Q: Do you need special skills or qualifications to use RTK surveying? Can one person handle it? A: RTK surveying itself does not require special national qualifications. With a basic understanding of device operation and positioning principles, it can be used even by non-surveyors. Unlike traditional total station work, there is no need for an assistant to hold a prism, and in principle one-person operation is possible. Positioning apps on site provide guidance, so advanced skills such as instrument leveling or angle reading are not required. However, judging the accuracy of obtained coordinates and reflecting survey results in drawings requires some knowledge of surveying standards and coordinate systems. Also, for official survey deliverables, it is still advisable to perform work under the supervision of a licensed surveyor.

Q: Can RTK surveying be done at sites without network connectivity, such as mountainous areas? A: Yes. Network RTK correction information is typically delivered via mobile networks, but in areas without mobile coverage there is an option to use the QZSS (Michibiki) “CLAS” augmentation signals. CLAS-compatible RTK receivers can receive correction information from satellites and maintain centimeter-level positioning (half-inch accuracy) even in mobile network dead zones. However, in dense forests where sky visibility itself is poor, satellite signals may not be received and RTK solutions may fail to obtain a fixed solution. In such cases, measures such as temporarily surveying from an open location and transferring relative positions, or combining with traditional methods, may be necessary.

Q: Introducing RTK seems costly—does it offer good cost-effectiveness? A: Introducing RTK requires initial investments in receivers and possibly correction service subscriptions, but the efficiency gains often make it cost-effective. For example, if a survey that previously required two people a full day can be completed by one person in a few hours, labor cost savings can be substantial. Recently, low-cost smartphone-compatible RTK receivers and monthly subscription correction services have become available, so high-precision positioning is attainable without the hundreds-of-thousands-of-dollars investments of the past. Considering productivity improvements and labor savings on site, RTK typically provides very high cost-effectiveness.

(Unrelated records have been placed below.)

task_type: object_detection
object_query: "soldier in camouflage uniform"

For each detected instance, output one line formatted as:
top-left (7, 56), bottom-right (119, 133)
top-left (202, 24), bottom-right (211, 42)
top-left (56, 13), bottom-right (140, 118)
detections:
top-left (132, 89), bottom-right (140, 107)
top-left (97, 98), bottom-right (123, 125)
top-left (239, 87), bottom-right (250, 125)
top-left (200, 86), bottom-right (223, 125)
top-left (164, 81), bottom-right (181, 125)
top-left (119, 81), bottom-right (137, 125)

Q: If we have RTK, can we stop using total stations and levels altogether? A: RTK streamlines many surveying tasks, but traditional instruments still have roles in certain situations. For example, in tunnels or building interiors where satellite signals cannot reach, total stations and levels remain indispensable. Also, for short-distance leveling requiring millimeter precision or equipment alignment measurements, optical instruments can be more reliable. Therefore, rather than replacing all traditional instruments with RTK, it is recommended to use RTK for outdoor wide-area surveys and complement it with optical instruments for fine, detailed measurements. Using both appropriately will balance productivity and accuracy across surveying tasks.